La respuesta de Naomi fue un grito dentro de su boca mientras él la besaba, tragándose sus gemidos mientras su cuerpo se apretaba a su alrededor como un tornillo.
Y entonces
Rava se acercó más.
Sus tentáculos se deslizaron por las sábanas, luego treparon por los muslos de Lux como cuerdas vivientes de seda, enroscándose alrededor de sus caderas.
Uno se enroscó abajo—acariciando la base de su miembro cada vez que embestía a Naomi—mientras otro se envolvía firmemente alrededor de su pecho, provocando sus abdominales con ligeros toques.
Lux gimió, sus caderas titubeando por un momento antes de recuperar el ritmo nuevamente.

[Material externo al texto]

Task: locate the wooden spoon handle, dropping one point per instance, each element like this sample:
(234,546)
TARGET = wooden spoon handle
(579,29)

El contraste era embriagador—Naomi debajo de él, gimiendo en delirio mientras la llenaba, mientras que las extremidades húmedas y retorcidas de Rava provocaban cada nervio de su cuerpo como si tuvieran información privilegiada de sus debilidades.
—Ustedes dos… —jadeó Lux, sonriendo a pesar de su respiración entrecortada—, van a llevarme a la bancarrota de resistencia. —Sin embargo, su sonrisa se ensanchó.
Rava le sonrió, sus labios brillantes mientras uno de sus tentáculos se deslizaba más alto, acariciando a lo largo de su mandíbula antes de enroscarse posesivamente alrededor de su garganta—no apretado, solo con la presión suficiente para recordarle que ella estaba allí.
—Buena inversión, ¿no? —ronroneó.
La voz de Naomi estaba quebrada, desesperada.
—No—no puedo
—Sí puedes —gruñó Lux, empujando más profundo, su miembro llenándola tan completamente que ella se arqueó fuera de la cama. Su cabeza cayó hacia atrás mientras otro de los tentáculos de Rava se apretaba en su base, haciendo cada movimiento más agudo, más duro—. Eres mía. Tomarás todo lo que te dé.
Y lo hizo.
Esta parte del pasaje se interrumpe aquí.